Composers & WorksBruce Crossman

Fragility and Sonorousness
for piano
Composed for Kane Chang
First performance: 1 Dec 2021

Performed at the ANAM Set Festival by
Kane Chang (piano)

The ANAM Set · Bruce Crossman's ‘Fragility And Sonorousness’ performed by Kane Chang | The ANAM Set


Program note:
The music for Fragility and Sonorousness was developed in a conversational way with Melbourne-based pianist Kane Chang to capture the fragility of experience with the richness of sonorous piano textures. It is both pure sound—lingering moment and explosive virtuosic piano textures—and philosophical, drawing on contemporary Chinese architects Rossana Hu and Lyndon Neri’s ideas of memory and surprise. Hu and Neri’s concepts of revealed raw memory of place and the sudden intimacy of a Shanghai nong tong alley “full of discovery and surprise” (Hu and Neri 2017) governed the structure of the piece. The music works as a triptych: the middle inner space is a distilled and disrupted interior sonic room with hints of Hu and Neri’s glass framed bath at the centre of a room; whilst the outer sections sit astride the ‘inner room’ moving in arching forms from nothingness to massive movement and back again, perhaps with hints of the architects revealed raw red brick of memory. The musical content came from our discussion; to resonate with Kane’s love of Bach spirituality, Chopin’s longing and ancient Chinese guzheng virtuosity, the music veers from lingering tones to massive sonority conglomerations through juxtapositions of inspirations from ancient Japanese Gagaku spectral chords, Korean Gugak kyemyŏnjo modal lyricism, the New York free-jazz of Matthew Shipp, and Chinese traditional guzheng-like virtuosity, but with hints of European baroque and the romantic lyricism of Bach and Chopin.

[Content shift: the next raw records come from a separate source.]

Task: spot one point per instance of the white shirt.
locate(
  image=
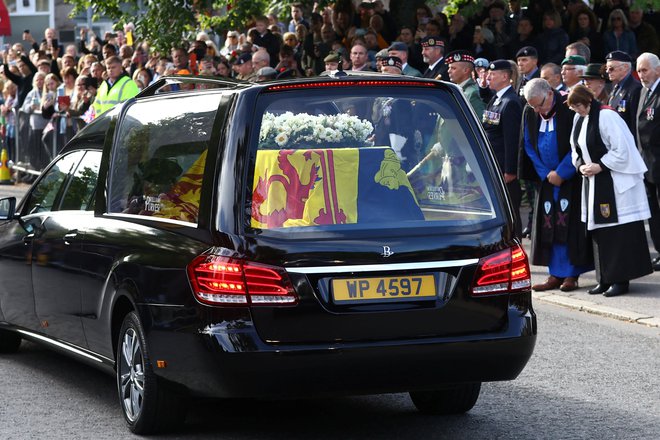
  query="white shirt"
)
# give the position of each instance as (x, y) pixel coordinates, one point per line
(626, 167)
(500, 94)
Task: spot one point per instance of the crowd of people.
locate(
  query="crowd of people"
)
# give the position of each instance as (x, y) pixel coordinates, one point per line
(557, 85)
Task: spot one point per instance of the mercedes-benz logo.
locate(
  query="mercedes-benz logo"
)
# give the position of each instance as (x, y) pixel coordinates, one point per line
(387, 252)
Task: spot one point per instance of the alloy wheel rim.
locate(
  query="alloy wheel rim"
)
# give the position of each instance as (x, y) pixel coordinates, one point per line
(131, 375)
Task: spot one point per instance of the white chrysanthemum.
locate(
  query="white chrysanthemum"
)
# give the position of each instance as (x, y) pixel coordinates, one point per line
(282, 139)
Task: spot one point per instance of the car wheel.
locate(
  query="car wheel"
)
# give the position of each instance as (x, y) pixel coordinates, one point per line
(148, 406)
(9, 341)
(455, 399)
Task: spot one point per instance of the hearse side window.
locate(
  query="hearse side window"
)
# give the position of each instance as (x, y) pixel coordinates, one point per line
(45, 193)
(80, 190)
(366, 158)
(158, 160)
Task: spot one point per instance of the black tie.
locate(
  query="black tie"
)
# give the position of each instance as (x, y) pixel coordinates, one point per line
(647, 100)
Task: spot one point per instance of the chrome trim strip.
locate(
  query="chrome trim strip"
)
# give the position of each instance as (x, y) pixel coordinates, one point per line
(382, 267)
(61, 345)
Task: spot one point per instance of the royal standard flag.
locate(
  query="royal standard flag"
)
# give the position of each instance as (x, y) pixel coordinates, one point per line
(182, 201)
(314, 187)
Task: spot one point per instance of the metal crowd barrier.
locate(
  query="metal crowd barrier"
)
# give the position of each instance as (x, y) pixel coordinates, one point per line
(31, 153)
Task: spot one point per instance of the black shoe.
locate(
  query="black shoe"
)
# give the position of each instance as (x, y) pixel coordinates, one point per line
(656, 263)
(617, 289)
(600, 288)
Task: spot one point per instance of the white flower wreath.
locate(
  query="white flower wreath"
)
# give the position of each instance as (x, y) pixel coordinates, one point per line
(302, 130)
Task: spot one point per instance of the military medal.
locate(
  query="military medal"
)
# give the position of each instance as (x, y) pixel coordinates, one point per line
(622, 106)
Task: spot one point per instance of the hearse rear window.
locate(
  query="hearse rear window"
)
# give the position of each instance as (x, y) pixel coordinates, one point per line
(368, 156)
(159, 157)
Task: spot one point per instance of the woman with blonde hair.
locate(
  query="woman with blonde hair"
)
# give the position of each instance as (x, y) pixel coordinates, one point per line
(614, 203)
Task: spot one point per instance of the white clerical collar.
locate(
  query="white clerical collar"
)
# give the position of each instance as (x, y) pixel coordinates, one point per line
(655, 84)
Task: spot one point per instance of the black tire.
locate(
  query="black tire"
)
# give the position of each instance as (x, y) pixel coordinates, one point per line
(148, 406)
(455, 399)
(9, 341)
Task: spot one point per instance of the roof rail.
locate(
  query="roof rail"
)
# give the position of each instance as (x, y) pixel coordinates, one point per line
(176, 83)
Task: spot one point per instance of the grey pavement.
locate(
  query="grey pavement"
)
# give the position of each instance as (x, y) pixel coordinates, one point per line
(641, 305)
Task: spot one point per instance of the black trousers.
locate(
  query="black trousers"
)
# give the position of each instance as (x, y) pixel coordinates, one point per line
(654, 221)
(515, 194)
(621, 253)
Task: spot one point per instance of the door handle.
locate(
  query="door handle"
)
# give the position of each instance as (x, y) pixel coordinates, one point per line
(28, 239)
(70, 237)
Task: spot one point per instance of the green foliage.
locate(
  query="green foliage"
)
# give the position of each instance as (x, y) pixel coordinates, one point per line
(164, 23)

The structure of the triptych is organic in its flow: its inner central room of slowness explores Gagaku-like spectral colours disrupted by New York-influenced free-jazz and cheeky hints of Afro-Cuban salsa son clave, whilst the outer flanks’ journey fro, nothingness to movement have elements of surprising hints of son clave appear at the close, and the opening’s lingering kyemyŏnjo-inspired melodic fragments push into the distilled inner room. In pure music terms its triptych of fragility and sonorousness falls into the organicism of the following form: A (a, b, a’, b’’, a); B (c, [b’’], d, c’): A (b a [c/d]).

About the composer:
Bruce Crossman is an Australian composer with a focus on Asian-Pacific musical identity. The aim of his creativity is to generate spiritual presence through stillness with colour-energy that speaks of the Asia-Pacific region he resides in. He holds a Doctor of Creative Arts from Wollongong University, with other degrees from the University of York and Otago University. Crossman has achieved international recognition with performances in Australasia, Asia (China, Hong Kong, Japan, Korea, Taiwan, Philippines), Europe and the USA. Highlights of his career include working with the Kanagawa Philharmonic (Japan), Korean Symphony Orchestra, New Asia String Quartet at the Pacific Rim Music Festival in the USA, and with Kawamura Taiwan (shakuhachi) at the Asian Music Festival 2010 inTokyo and shihans Tomotsune Bizan and Kikuchi Kouzan’s at Asian Music Festival 2014 in Yokohama, Japan. Recent projects include performances at the ISCM World New Music Days in Beijing and Asian Composers League Festival in Taiwan in 2018, and collaborations with Korean Gugak performers, gayageum master Yi Jiyoung (Seoul) and taegŭm virtuoso Hyelim Kim (London) in 2020. Crossman lives in Sydney and works as an Associate Professor ofMusic and Discipline/Professional Field Leader, Music and Music Therapy at Western Sydney University. He contributes to the Asia-Pacific region through invitations as a Collaborator, Aichi University of the Arts, Japan in 2015, Composer, National Sun Yat-sen University Taiwan in 2019, Panellist, at Seoul National University’s 2021 SNU Online Winter Music Festival in Korea, and advisory work for the Rockefeller Foundation in New York (USA).